ESRB to Label Video Games Containing Loot Boxes and In-Game Purchases
This is a poker news site. As such, I am once again going to write about video game microtransactions and loot boxes. Hey, poker is gambling and loot boxes are tangentially related to gambling, so it all works, right? And while I have written plenty on the subject of late, there was fairly big news Tuesday as the Entertainment Software Rating Board (ESRB), the organization that puts those age ratings on video games, announced that it will start putting an “In-Game Purchases” label on physical video game packaging, with similar labels to come for downloadable games.
Anyone who has played video games – especially mobile games and free-to-play games – in the past few years should be very familiar with in-game purchases. Many games encourage players to buy items that can help them in the game, items that are purely cosmetic, in-game currency, additional gameplay time (for many free-to-play games), and more. Many of these purchases amount to a dollar or less, though individual purchases can reach into the hundreds of dollars. Over time, even “microtransactions” can add-up.
And while real-money online poker is a different thing from video games and therefore has nothing to do with the ESRB’s announcement, it will be interesting to see if the new game label affects play-money poker at all. Zynga Poker is the most popular “social” online poker game in the industry; people can play via mobile apps and on Facebook. It is completely free to play, but when I tested my skill at the tables on Facebook, I was bombarded with banners and buttons and messages galore, all encouraging me to pay for chips and virtual trinkets with real money. It looked like an early poker boom affiliate banner farm. Hell, I’m as internet savvy as they come and even I clicked on something that I thought was a regular game feature that turned out to be a real-money purchase offer.
The ESRB’s decision was likely spurred on by the increasing prevalence of loot boxes in video games. Loot boxes come in different forms depending on the game (in Fortnite, they are actually llama piñatas), but they are all basically the same in application: boxes filled with mystery items for use in the game.
Gamers know what sort of items could be in the loot boxes, but they don’t usually know exactly what will be enclosed. The hope is that the item is very helpful or extremely rare (and perhaps valuable for resale in-game, if such a feature is available), but the items are usually common and even if useful, fairly unexciting for the player.

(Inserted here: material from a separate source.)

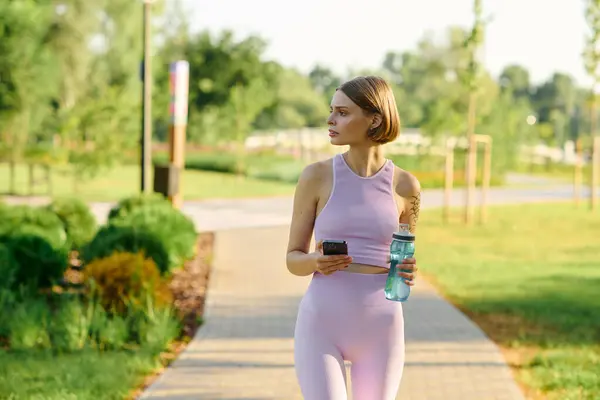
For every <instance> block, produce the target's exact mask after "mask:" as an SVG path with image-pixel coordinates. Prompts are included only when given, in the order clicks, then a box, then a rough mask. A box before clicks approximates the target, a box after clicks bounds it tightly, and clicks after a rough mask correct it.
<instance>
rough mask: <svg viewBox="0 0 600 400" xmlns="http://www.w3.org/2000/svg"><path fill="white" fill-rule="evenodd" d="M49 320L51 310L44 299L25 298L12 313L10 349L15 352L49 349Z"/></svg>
mask: <svg viewBox="0 0 600 400" xmlns="http://www.w3.org/2000/svg"><path fill="white" fill-rule="evenodd" d="M49 320H50V309H49V307H48V304H47V303H46V302H45V301H44V300H43V299H41V298H37V297H25V298H23V299H22V300H21V301H19V303H18V304H16V307H15V309H14V310H12V312H11V316H10V320H9V327H8V331H9V335H8V336H9V341H10V347H11V348H12V349H13V350H30V349H34V348H42V349H46V348H49V347H50V338H49V337H48V324H49Z"/></svg>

In some games, loot box items are purely cosmetic and have no effect on the game – they might be a character costume, for instance – while in other games, loot box items could give a benefit to the player such as a powerful weapon or a special ability that gives them an advantage against other players. Personally, as a gamer myself, I don’t mind the former and loathe the latter.
Again, depending on the game, loot boxes can be earned through gameplay, can be purchased with in-game currency, or can be purchased with real money (or, combining these, can be purchased with in-game currency that can be bought with real money).
I write about this not just because I play games that have loot boxes, but also because many people (including myself) see them as gambling. Now, I have never bought a loot box – I only open ones I earn through my regular game play – but think about what happens with people who do purchase them. They spend money, hoping to win the items that they desire or have some sort of significant in-game value. It’s very much like playing the slots. Last year, the ESRB said that loot boxes were not gambling because players always receive something (whereas in slots you often win absolutely nothing) and the items have no real-world monetary value. But honestly, to me that’s just a technicality. Loot boxes, when purchased with real money or in-game currency that itself is purchased with real money, are gambling. You are spending money without knowing what you will get or if it will be worthwhile. And people do get addicted to this mechanism.
Because I am a gamer, I am well-versed in loot boxes and in-game transactions and have educated my kids on the matter. They know not to try to buy anything without my permission (I also turn off in-game purchasing or make sure there is no credit card info stored whenever possible). But many parents know nothing about these things. Thus, prominent labels warning that the games have in-game purchases available are a good first step.
In the announcement, ESRB president Patricia Vance said:
The video game industry is evolving and innovating continually, as is the ESRB rating system. ESRB’s goal is to ensure that parents have the most up-to-date and comprehensive tools at their disposal to help them decide which games are appropriate for their children. With the new In-Game Purchases interactive element coming to physical games, parents will know when a game contains offers for players to purchase additional content. Moreover, we will be expanding our efforts to educate parents about the controls currently at their disposal to manage in-game spending before their kids press ‘Start’.
The ESRB has also setup a website, ParentalTools.org, to help educate parents on in-game purchases and how to activate parental controls on different gaming platforms.